Illuminating the future

China Daily, May 5, 2014 Adjust font size:

Qumahe Primary School lacked sufficient electricity until the nonprofit organization StepUp! donated three solar panels in July 2013. The remote school's principal says the light after dark "has given the children a second pair of eyes". [Photo by Erik Nilsson / China Daily]
Qumahe's children are their community's first generation that can read - but they would effectively become illiterate after dusk. That's because the 183 students in the remote township of Tibetan nomads in Qinghai province's Yushu prefecture studied in a school without enough electricity to power lights until StepUp!, a nonprofit organization, donated three solar panels in July 2013. It gave another panel to the smaller Duoxiu village boarding school of 102 students and had previously installed four in two other schools. It also gives clothes, computers, Wi-Fi, study materials and food.

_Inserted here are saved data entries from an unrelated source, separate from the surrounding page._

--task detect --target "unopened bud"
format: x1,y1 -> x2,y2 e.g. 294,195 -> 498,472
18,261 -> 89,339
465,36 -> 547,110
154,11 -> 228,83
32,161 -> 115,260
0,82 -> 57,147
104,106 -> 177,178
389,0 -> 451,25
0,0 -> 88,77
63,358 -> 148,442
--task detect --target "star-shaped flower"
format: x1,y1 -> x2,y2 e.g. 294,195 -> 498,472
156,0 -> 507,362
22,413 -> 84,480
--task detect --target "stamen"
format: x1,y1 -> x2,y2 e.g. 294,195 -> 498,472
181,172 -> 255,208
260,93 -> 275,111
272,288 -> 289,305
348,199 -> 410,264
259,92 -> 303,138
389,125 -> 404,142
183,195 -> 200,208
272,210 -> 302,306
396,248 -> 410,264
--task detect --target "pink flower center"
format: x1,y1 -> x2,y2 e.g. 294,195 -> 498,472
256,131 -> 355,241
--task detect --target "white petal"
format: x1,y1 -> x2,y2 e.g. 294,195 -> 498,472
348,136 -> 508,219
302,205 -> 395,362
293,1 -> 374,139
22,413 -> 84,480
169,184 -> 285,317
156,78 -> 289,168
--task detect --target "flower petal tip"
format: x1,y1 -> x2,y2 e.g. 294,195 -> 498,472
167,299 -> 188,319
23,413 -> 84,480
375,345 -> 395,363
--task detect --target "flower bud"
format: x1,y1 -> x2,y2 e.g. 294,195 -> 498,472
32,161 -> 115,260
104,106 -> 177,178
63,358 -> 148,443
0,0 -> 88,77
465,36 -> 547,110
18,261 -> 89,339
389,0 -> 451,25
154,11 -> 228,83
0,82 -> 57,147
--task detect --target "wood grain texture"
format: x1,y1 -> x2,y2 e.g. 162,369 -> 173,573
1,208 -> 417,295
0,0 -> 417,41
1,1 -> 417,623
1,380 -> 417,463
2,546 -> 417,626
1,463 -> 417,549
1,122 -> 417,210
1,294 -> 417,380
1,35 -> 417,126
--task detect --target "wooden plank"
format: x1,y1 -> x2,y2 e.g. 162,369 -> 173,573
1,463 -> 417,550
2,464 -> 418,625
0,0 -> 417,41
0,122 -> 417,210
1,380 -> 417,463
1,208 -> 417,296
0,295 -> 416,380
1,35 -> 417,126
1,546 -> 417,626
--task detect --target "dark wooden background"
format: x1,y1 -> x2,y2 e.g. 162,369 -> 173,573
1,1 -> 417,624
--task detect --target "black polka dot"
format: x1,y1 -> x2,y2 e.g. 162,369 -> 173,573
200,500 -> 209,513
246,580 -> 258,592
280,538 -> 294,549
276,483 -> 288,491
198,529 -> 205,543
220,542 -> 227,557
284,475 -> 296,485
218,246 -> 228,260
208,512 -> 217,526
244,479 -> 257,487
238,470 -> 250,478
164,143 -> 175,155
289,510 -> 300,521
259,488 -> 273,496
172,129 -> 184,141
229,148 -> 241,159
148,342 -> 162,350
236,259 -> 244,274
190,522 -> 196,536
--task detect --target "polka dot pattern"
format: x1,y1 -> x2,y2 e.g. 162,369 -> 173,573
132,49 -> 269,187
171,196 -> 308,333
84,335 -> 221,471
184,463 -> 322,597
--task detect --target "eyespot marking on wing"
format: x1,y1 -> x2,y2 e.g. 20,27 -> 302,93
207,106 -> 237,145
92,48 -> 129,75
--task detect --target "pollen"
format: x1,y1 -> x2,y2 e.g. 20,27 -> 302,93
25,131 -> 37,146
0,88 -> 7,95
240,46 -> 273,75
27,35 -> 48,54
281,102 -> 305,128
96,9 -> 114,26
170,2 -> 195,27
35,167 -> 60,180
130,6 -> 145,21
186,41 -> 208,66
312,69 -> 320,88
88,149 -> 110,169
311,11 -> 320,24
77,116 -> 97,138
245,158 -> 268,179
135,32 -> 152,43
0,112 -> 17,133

Previously, Qumahe's primary school used candles or small solar lamps.

More than 180 students ages 6 to 15 would crowd around these faint lights, headmaster Youngdingqupai explains.

The community is too secluded to connect to the fossil-fuel power grid. So all electricity must come from solar.

Solar panels are also suitable for roving herders.

Two-thirds of the heads of nomadic households surveyed by the World Bank can't read, but two-thirds of those with access to electricity can.

The government donated a panel to the school three years ago. But it could only power the class bell and announcement system.

More than 70 percent of school buildings were without electricity until last summer.

The neighboring government office has a solar farm and shares two panels with the school, bringing occasional power to about a third of the buildings. But the campus only gets one hour of electricity from the system and less if the government has an event.

"Students had no electricity after 8 pm to 8:40 pm throughout the year," Youngdingqupai says.

"If the government uses more, we get less. If it uses a lot, we had to wait days for the batteries to recharge."

And the school had to pay for power before it got its own panels.

"We're running a debt," Youngdingqupai says. "We haven't paid a dime on it."

But lights aren't the only improvements the solar system donated by StepUp! has brought.

"We've had fridges and dishwashers for a while," Youngdingqupai says. "But they sat in boxes in the corner of the canteen because we didn't have power."

Inspectors deemed the canteen dangerous following the 2010 magnitude-7 quake.

"Meat and dairy are crucial to us nomads," Youngdingqupai says.

"They require refrigeration."

That said, an average altitude of 4,500 meters means it snows 10 months a year, making natural refrigeration an alternative most of the time.

"Our community becomes a freezer in winter," Youngdingqupai says.